彼の瞳が、わずかに揺れたのはほんの一瞬。
「アヤメ……これは、夢じゃないのか?」
「……違うよ。これは現実。あなたが帰ってきた現実」
ナギはゆっくりと腕を動かし、彼女の背に触れる。その手は、まだ冷たく震えていた。
***
外ではミナとナナが、迫る自己崩壊のタイムリミットを前に撤退の準備をしていた。
「あと5分で臨界突破、逃げなきゃ共倒れになるよ!」
「でも……アヤメとナギが戻ってこない!」
「……行くしかない。私たちが信じなきゃ、誰が信じるのよ!」
ミナは叫び、周囲に向けて信号を撃った。
《全員、ナギとアヤメを信じて脱出準備!》
***
アヤメはナギの手を引いて立ち上がる。崩れゆく構造体の中を、ふたりは走り出した。
「……俺、覚えてる。お前の声、あのときの青い空……俺は、ずっと……」
「もう、思い出さなくていい。
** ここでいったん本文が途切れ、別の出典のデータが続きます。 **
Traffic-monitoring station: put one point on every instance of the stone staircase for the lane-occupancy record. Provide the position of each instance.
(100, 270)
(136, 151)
今を生きよう、ナギ」
「……ああ」
その瞬間、天井が崩れた。
ナギが反射的にアヤメをかばい、その腕が赤く滲んだ。
次の瞬間、その血液が蒸気を発して硬化する――
「……これが……僕の進化?」
「ううん、それは“希望”だよ。ナギ」
突き破るように走るふたり。その背中を守るのは、真紅の血で形成された“アーマー”。
希望の名を宿した進化が、世界を救うために動き出す。
光が、外へと通じる道を開いた。
仲間たちの姿が見えた瞬間、ナギはアヤメの手を強く握った。